Being employed is a little bit like being in a relationship – it requires commitment from all parties for it to be an effective, lasting partnership. It is easy to put all the responsibility in the lap of your employer for your workplace engagement, but in reality there is a lot individuals can do improve their own engagement – and by doing so, you may just stand out from the crowd.

 

Let’s start with the really simple stuff.

  1. Attend the big meetings

If your Division Head/CEO has scheduled an all staff meeting, make the time to go. I hate to say it, but you aren’t that much busier than everyone else, your project isn’t that much more complex, you aren’t that special. If the CEO has made time, you can make time. It is easier to sit at your desk and tell everyone how busy you are then it is to take the hour or so out of your schedule and take an interest in the business as a whole.

 

  1. The big picture is important

That’s one reason why the big meetings are important, they should help you understand what your organisation is trying to achieve. If it isn’t really evident to you, ask your boss/line manager questions about organisational goals and aspirations. Find out how your work, or the work of your team, fits in.

 

 

Some harder things to do

  1. Bring your outside passions to work

Are you particularly environmentally conscious and concerned about the lack of green practices in your workplace – mention it, but be part of the solution. I’ve seen a group, with the support of their managers, set themselves up as the organisation’s ‘green team’. They set goals to reduce paper usage and improve recycling across the organisation. They sent tips to all employees and monitored our progress. The whole organisation got updates on how we had improved and the organisation got the benefit of having a whole bunch of greener employees in the long run.

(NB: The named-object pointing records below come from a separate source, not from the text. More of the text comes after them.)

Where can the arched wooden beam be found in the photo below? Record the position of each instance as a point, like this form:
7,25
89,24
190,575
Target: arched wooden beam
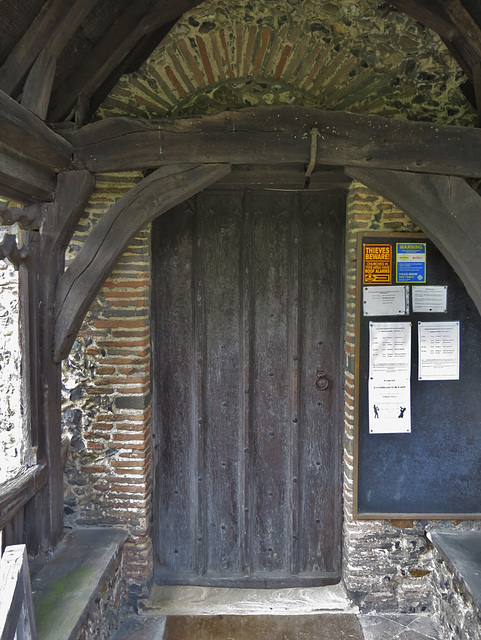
446,208
156,194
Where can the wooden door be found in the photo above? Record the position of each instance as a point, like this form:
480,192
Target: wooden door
247,306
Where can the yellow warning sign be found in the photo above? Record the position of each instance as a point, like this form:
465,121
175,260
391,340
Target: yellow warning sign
377,264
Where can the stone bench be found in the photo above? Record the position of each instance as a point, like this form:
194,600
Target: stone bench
457,583
77,594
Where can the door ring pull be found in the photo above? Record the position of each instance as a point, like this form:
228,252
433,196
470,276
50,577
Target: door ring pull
321,382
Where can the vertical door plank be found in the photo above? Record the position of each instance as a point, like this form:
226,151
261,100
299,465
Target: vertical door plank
175,421
220,222
271,424
320,411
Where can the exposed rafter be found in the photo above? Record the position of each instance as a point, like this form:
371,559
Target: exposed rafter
10,251
26,218
53,28
277,136
25,181
20,129
38,86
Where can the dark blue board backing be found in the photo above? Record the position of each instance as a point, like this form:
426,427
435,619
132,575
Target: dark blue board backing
436,469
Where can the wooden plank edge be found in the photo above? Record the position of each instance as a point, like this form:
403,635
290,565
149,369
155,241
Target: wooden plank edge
15,493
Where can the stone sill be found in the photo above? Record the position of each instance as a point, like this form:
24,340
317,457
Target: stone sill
461,551
65,589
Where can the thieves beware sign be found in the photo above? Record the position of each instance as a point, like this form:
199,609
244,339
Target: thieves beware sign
377,264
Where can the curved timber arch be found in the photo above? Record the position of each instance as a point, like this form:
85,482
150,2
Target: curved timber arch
393,157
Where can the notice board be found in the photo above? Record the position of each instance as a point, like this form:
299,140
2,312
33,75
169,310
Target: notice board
433,468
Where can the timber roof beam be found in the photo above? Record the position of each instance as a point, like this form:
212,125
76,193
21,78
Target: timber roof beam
53,29
278,135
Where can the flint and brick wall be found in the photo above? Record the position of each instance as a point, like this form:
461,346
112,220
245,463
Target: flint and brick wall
107,408
223,56
11,432
386,564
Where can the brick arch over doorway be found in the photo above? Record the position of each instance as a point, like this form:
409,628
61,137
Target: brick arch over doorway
107,378
357,56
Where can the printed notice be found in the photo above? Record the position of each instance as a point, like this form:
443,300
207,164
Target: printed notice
376,264
411,262
439,350
389,377
430,299
385,301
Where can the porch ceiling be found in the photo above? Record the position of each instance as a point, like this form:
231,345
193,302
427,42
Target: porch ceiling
94,42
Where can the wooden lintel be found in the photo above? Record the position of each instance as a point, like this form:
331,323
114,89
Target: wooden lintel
282,178
26,217
137,21
24,181
15,493
278,135
446,208
151,197
23,131
38,86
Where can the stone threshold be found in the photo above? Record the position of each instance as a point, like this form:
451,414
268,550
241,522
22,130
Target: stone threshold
200,601
66,588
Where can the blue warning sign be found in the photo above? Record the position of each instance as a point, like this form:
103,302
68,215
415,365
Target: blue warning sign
411,262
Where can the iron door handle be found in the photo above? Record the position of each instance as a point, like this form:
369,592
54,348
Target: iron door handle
322,382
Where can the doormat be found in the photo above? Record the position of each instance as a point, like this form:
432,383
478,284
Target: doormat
311,627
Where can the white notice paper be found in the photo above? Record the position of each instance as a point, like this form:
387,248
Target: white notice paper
438,350
430,299
385,301
390,377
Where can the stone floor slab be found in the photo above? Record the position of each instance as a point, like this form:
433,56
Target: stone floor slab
398,627
311,627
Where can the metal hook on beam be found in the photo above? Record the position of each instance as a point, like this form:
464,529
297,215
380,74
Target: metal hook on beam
312,161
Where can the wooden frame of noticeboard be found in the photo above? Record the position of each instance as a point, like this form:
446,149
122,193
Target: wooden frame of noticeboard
434,471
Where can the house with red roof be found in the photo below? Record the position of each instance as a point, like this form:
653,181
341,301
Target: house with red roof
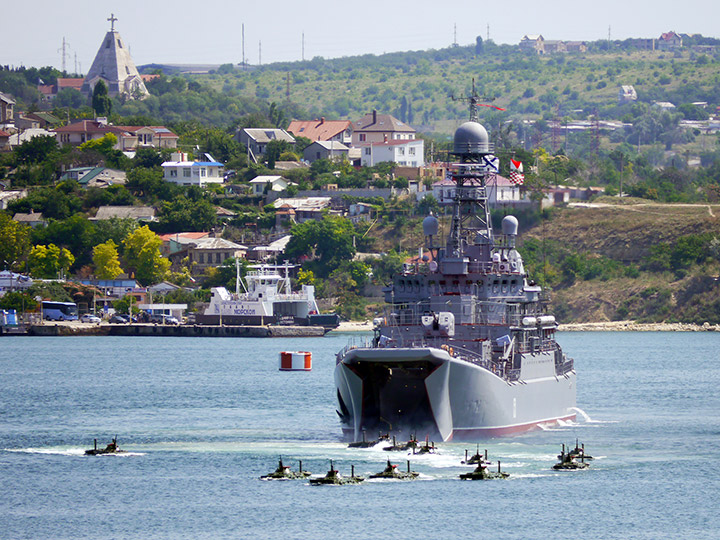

It doesn’t just need to be environmental nor something for during work hours – if you like the theatre, or movies, or yoga, or running, or brewing your own beer, or animals, or baking you will probably find there are other people you work with that would like to be a part of your passion, if you organise it.

 

  1. Be proactive

If your manager isn’t taking the lead in your engagement, you can. It is important to remain solution focussed. Asking to meet with your manager and telling them that you don’t feel engaged in the workplace isn’t the best start. Asking to meet with your manager and suggesting you’d like to take the lead on something like – a team lunch, Christmas party, someone’s farewell, setting up a social group, a staff survey, a new team meeting format, developing a new tool to improve reporting, creating a suite of templates to streamline routine work, and so on – demonstrates to your manager you are keen to be engaged in the workplace.

 

You know best what your workplace needs. Be realistic about what you can individually achieve, with your day-to-day work commitments and skills. But if you can find an hour or two each week to engage with your workplace, and not just your work, you most certainly will find your workplace a much more enjoyable place to be.